Thomas Worthington (11 April 1826 – 9 November 1909) was an English architect of the 19th century, best known for his public buildings in and around Manchester. His preferred architectural style was Gothic Revival.

==Early life==
Thomas Worthington was born in Crescent Parade, Crescent, Salford, Lancashire, on 11 April 1826. He was the fourth of six sons of a Salford Unitarian cotton merchant, also called Thomas, and his second wife Susanna (1792–1869).

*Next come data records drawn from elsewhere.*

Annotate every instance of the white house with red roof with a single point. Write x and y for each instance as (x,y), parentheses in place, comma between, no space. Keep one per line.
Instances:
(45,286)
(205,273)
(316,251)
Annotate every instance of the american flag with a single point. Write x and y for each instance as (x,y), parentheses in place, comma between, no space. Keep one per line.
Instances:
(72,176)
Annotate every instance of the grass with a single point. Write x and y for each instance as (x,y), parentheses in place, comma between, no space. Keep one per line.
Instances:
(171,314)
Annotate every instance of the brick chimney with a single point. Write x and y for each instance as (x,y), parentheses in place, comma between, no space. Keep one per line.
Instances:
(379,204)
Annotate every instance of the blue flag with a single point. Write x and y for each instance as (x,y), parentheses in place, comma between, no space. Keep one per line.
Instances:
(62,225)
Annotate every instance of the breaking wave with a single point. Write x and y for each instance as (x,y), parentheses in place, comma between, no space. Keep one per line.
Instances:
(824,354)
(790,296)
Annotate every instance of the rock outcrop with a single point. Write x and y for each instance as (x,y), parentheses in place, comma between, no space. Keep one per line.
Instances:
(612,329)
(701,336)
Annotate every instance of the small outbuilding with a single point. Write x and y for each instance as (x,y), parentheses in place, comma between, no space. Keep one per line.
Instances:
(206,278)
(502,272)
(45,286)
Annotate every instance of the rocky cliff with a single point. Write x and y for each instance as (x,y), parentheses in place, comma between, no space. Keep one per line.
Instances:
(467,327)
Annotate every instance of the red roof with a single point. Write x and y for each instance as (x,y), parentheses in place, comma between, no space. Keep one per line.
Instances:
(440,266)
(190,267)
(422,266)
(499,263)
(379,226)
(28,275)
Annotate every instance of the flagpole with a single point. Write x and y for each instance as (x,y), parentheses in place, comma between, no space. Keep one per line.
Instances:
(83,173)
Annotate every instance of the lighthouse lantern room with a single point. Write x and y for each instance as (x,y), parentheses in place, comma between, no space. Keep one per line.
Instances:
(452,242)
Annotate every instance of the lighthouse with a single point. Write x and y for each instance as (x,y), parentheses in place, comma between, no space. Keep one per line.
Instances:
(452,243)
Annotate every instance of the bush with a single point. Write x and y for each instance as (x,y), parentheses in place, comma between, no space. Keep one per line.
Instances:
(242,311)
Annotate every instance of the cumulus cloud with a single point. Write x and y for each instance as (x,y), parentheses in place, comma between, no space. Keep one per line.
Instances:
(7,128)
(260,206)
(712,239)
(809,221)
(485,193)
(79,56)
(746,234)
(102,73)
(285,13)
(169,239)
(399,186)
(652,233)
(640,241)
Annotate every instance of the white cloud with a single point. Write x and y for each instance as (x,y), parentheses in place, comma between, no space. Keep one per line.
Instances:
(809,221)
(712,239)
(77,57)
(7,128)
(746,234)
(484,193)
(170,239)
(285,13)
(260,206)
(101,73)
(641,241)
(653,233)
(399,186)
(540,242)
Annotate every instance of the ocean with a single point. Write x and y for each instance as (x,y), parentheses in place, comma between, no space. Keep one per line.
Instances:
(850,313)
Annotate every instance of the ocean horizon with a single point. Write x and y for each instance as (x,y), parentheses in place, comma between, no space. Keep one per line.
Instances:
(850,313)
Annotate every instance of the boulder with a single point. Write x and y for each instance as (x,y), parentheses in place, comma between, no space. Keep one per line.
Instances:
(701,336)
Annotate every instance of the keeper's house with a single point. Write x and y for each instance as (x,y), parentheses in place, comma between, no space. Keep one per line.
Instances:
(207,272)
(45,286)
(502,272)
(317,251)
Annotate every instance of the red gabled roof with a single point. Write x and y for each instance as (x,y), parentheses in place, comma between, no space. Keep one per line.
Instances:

He left school, aged 14, and was articled to Henry Bowman, architect (Bowman & Crowther). Before he was 20 he had won two medals: one for a church design (Royal Society of Arts) and one for an essay on "Brick" (Royal Institute of British Architects). After completing his articles in 1847, he assisted William Tite who was building Carlisle railway station. On the suspension of this work in 1848, he went on an eight-month study tour to France, Italy and Switzerland accompanied by a friend, Henry A. Darbishire. Their journey took them through Tuscany, Latium and Campania; Worthington's notes and sketches from the trip provided him with a first-hand knowledge of Italian Gothic and Renaissance architecture, which give him inspiration for his own later work.

After returning to Manchester in October 1848, Worthington spent a short time gaining experience of quantity surveying, before opening his own architectural practice on King Street the following year.

==Social concerns==
Worthington was strongly influenced by his Unitarian upbringing, becoming committed to social reform and joining numerous learned societies, including the Manchester Literary and Philosophical Society, the Portico Library and the Royal Manchester Institution.

Partly as a result of his social concerns, Worthington was often commissioned to design public buildings, ranging from public baths and hospitals to workhouses and Unitarian churches. These were often designed in a Gothic style, not dissimilar to that of his contemporary and rival Alfred Waterhouse.

==Projects in Manchester and district==
- Estate Exchange, Overseers and Churchwardens Office, 46 Fountain Street (1852–1859); listed Grade II*
- Greengate Public Baths, Collier Street (1855); listed Grade II*
- Mayfield Baths (1857–1940)
- Albert Memorial (1862–1867); listed Grade I
- The Memorial Hall, Albert Square (1863–1866); listed Grade II*
- Chorlton Union Workhouse, afterwards Withington Hospital (1865)
- Prestwich Union Infirmary, afterwards Delaunays Hospital (1866–1870)
- City Police Courts (1867–1873); listed Grade II*
- The Towers, Didsbury (1868–1872); listed Grade II*. Home to Manchester industrialist Daniel Adamson from 1874, the building was later used by the British Cotton Industry Research Association from 1920, subsequently called the Shirley Institute
- Brookfield Unitarian Church, Gorton (1870); listed Grade II*
- Monton Unitarian Church, Monton, Eccles (1873–1875); listed Grade II*
- Flowery Field Church, Newton Street, Hyde (1876–1878)
- Ellen Wilkinson High School, Ardwick, formerly Nicholl's Hospital (1879–80); listed Grade II*
- Dovecote, Sale Old Hall (1880)
- Arlington House, Salford, home to Kenworthy's Chambers (1880)
- Peacock Mausoleum, Gorton (1890); listed Grade II*
- Diamond Jubilee Memorial Fountain, Albert Square (1896–97); listed Grade II
- Dunham Road Unitarian Chapel, Altrincham

==Other projects==
- Unitarian Chapel, Liverpool; listed Grade I
- Garlands Hospital, Carlisle (originally the Cumberland and Westmorland Lunatic Asylum, 1862)
- Royal Albert Edward Infirmary, Wigan (1870)
- Sutton Oaks (a country house), London Road, Macclesfield, Cheshire (1875)
- Rosslyn Hill Unitarian Chapel, Hampstead, added north aisle and chancel (1885); listed Grade II
- Manchester College, Oxford (1889–1893); listed Grade II
- Royal Bath Hospital, Harrogate
- Royal Infirmary, Halifax

==Legacy==
His sons also trained as architects and worked in the family firm, Thomas Worthington & Sons. Hubert, later Sir Hubert Worthington (1886–1963) trained with Sir Edwin Lutyens and was professor of architecture at the Royal College of Art before becoming Slade lecturer in architecture at Oxford University. Percy Worthington (1864–1939), also worked for the firm.

Worthington is buried at the churchyard of the Victorian Gothic Brookfield Unitarian Church in Gorton, Manchester.